Talk to a writer. If they’re anything like me, they walk the fine daily line of serving their stories or giving in to their characters complaints and just giving them whatever it is they want. Sometimes some characters manifest themselves so solidly that you have to go and scrub something while plugged to Linkin’ Park for half an hour just to get them to shut up long enough to let you get on with describing the room. If they’re anything like me, that is.

I hear these characters very clearly in my inner ear, talking to each other, negotiating their wants and needs, crossing paths, dealing with conflict, living out their dreams or nightmares, but none of them, ever, in anything they say to me or each other, at any time, swear. They don’t seem to feel the need. They have other words.

Ah, ha, you say. That’s just some ‘Freudian’ revelation of your own shackled self-conscious. You don’t swear because you lack personal empowerment and are still chained psychologically to the outmoded restrictions of a patriarchal society. Etc.
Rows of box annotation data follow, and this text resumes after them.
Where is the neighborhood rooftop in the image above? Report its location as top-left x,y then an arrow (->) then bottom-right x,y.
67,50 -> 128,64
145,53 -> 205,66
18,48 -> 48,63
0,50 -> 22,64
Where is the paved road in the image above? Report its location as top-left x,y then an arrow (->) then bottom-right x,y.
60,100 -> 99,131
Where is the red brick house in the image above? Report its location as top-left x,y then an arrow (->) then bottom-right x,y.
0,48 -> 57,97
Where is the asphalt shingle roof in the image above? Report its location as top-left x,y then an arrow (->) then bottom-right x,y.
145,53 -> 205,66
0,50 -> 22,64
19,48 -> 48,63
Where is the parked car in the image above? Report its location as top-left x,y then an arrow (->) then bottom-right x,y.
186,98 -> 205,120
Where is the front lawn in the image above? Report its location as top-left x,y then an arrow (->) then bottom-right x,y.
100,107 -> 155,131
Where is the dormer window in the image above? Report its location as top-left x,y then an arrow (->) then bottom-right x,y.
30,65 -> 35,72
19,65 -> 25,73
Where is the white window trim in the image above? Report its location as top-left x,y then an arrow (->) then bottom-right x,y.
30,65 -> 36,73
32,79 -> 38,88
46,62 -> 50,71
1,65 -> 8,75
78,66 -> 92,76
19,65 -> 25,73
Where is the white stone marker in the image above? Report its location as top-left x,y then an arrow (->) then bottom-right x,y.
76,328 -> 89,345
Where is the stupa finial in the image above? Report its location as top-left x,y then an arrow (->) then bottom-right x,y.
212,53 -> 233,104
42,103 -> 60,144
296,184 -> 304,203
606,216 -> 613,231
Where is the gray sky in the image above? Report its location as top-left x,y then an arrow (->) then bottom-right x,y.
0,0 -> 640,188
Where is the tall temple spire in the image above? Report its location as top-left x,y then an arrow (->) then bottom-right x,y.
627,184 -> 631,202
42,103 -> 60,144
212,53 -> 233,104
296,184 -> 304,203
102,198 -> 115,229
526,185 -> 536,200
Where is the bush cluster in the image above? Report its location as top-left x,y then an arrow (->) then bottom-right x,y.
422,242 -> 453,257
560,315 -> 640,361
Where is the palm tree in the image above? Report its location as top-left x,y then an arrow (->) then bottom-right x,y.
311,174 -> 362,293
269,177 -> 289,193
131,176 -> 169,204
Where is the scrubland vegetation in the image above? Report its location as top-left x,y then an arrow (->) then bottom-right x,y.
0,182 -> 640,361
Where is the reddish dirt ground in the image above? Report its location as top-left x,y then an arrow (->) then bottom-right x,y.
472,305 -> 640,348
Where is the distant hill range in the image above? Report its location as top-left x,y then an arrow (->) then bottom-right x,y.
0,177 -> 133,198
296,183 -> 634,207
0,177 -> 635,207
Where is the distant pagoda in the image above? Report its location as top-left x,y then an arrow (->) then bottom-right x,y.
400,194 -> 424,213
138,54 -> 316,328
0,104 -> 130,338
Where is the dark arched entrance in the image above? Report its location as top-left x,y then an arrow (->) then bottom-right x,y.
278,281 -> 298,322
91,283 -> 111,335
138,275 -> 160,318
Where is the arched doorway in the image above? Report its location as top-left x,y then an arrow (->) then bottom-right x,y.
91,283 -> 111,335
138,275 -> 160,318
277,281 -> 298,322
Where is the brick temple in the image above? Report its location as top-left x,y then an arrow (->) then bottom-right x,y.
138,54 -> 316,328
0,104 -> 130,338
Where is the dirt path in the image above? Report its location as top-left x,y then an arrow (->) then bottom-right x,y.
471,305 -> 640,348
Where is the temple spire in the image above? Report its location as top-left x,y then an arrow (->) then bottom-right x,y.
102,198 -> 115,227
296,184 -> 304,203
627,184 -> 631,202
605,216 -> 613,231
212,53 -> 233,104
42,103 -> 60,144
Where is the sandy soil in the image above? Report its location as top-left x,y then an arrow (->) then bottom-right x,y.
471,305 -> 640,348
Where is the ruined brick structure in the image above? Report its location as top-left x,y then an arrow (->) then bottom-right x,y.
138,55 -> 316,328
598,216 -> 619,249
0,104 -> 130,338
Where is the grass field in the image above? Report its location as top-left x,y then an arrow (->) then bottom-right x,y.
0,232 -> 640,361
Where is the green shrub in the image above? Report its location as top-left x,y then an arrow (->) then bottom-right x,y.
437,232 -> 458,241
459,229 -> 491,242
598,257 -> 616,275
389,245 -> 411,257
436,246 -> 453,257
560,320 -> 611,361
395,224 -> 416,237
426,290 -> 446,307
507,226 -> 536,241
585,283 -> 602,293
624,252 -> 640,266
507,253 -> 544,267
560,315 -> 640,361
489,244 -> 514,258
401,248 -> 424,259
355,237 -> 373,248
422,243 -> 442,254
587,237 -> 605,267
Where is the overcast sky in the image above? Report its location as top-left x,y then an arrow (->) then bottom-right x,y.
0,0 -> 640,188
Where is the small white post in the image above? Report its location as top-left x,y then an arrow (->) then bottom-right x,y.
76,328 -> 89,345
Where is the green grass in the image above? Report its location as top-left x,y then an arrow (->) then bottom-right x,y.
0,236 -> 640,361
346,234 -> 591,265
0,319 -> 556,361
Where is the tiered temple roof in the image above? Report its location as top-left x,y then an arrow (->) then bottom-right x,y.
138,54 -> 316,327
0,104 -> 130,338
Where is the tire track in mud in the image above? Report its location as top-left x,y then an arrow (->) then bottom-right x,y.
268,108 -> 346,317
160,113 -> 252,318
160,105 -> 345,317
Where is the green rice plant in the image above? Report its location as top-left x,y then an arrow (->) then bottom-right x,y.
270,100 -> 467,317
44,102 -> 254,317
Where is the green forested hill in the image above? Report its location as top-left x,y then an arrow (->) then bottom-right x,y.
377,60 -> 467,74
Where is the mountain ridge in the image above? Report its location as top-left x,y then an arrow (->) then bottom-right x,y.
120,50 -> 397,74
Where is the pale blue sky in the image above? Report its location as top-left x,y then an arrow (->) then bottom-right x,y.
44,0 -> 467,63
Maybe. But I don’t think so.

I don’t swear because I don’t like it. It doesn’t make me feel good. I think that it carries the disease of negativity and fear like a word virus into our minds and the more people swear because other people swear, other people swear because other people are swearing and that’s all there is to it. Some things that trap us, trick us into thinking they are freedom.

Example.

I used to be a teacher. One day I was talking to a class before school. This class of Year 9 students were not happy. Apparently, on the bus that day, all the little kids were using really bad language. Kids in primary school and even prep swearing like soldiers. Can you f—ing believe it?

Yes. I said. Yes. I can.

Yesterday, I gave up swearing. I have other words.